Das Denkmal zu Ehren von Ludwig Franzius an der großen Weser in der Nähe des heutigen Wasser- und Schifffahrtsamtes.
Es wurde 1962 aufgestellt.
Auf nationalen und internationalen Fachkongressen spielte Franzius eine hervorragende Rolle. Franzius hat sich seine künstlerischen Neigungen und Fähigkeiten bis ins Alter bewahrt. Er zeichnete, malte und modellierte über das dilettantische hinaus, seine Gedichte waren in der Familie und in der Gesellschaft beliebt. Der heitere Lebensabend, den er erhofft hatte, fand ein vorzeitiges Ende. Im Frühjahr 1902 traf ihn ein schwerer Schicksalsschlag. Seine geliebte Frau Marie, mit der er 43 Jahre lang eine glückliche Ehe geführt hatte, starb plötzlich. Er hat sie nicht lange überlebt und starb am 23. Juni 1903 an einer Erkältung, die er, durch ein Herzleiden geschwächt, nicht überwinden konnte. Das Ansehen von Franzius war mit zunehmendem Erfolg so gewachsen, dass er nach dem Urteil von Zeitgenossen der "populärste Mann von Bremen" war. Zur Feier des 25-jährigen Dienstjubiläums hatte ihn die bremische Bürgerschaft mit einem Fackelzug geehrt. Zu seinem fünften Todestag wurde das von Schumacher entworfene Denkmal an der Großen Weserbrücke enthüllt, das leider dem Zweiten Weltkrieg zum Opfer fiel. Um das Gedenken an Franzius zu bewahren, wurde 1962 in unmittelbarer Nähe seines im Kriege zerstörten Wohnhauses in der Werderstraße und nahe des heutigen Wasser- und Schifffahrtsamtes eine Porträtbüste aufgestellt mit der Inschrift
"Ludwig Franzius
1832 - 1903
eröffnete der Weltschiffahrt
den Weg zur Stadt Bremen"
Es ist bemerkenswert, dass der Name Franzius seit fast zwei Jahrhunderten mit dem Wasserbau verbunden ist. Der oben erwähnte 10 Jahre jüngere Bruder Georg gelangte in der Marinebauverwaltung zu hohem Ansehen: er starb 1914 in Kiel als Geheimer Admiralitätsrat und Marinebaudirektor. Sein Sohn Georg war zuletzt Präsident der Oderstrombaudirektion in Breslau und starb 1962 in Bad Harzburg. Dessen Sohn Eberhard ist zwar nicht Wasserbauer, aber bei der Wasser- und Schifffahrtsverwaltung tätig, und zwar als Jurist in Würzburg. Sieben Jahre jünger als Ludwig Franzius war der Bruder August, dessen Sohn Otto Franzius ord. Professor und Inhaber des Lehrstuhls für Wasser-, Erd- und Grundbau an der Technischen Hochschule Hannover war. Er ist Verfasser eines bekannten Lehrbuches für den Wasserbau und sein Name lebt in dem von ihm geschaffenen, später nach ihm benannten und inzwischen weltbekannt gewordenen "Franzius Institut, Versuchsanstalt für Grundbau und Wasserbau" fort. Ein direkter Nachkomme von Ludwig Franzius ist der Urenkel Dr.-Ing. Ludwig Franzius war Vorstand des Wasser- und Schifffahrtsamtes Stuttgart.

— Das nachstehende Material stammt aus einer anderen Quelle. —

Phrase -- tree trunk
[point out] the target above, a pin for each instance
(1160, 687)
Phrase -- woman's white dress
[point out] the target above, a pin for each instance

Es gibt noch einen Namensträger, der im Wasserbau tätig ist: Das ist der große Saugbagger "Ludwig Franzius", der dafür sorgt, dass die Schiffe, die auf der Weser fahren, immer wenigstens drei Fuß Wasser unter dem Kiel haben - so wie es das Lebensziel von Ludwig Franzius war.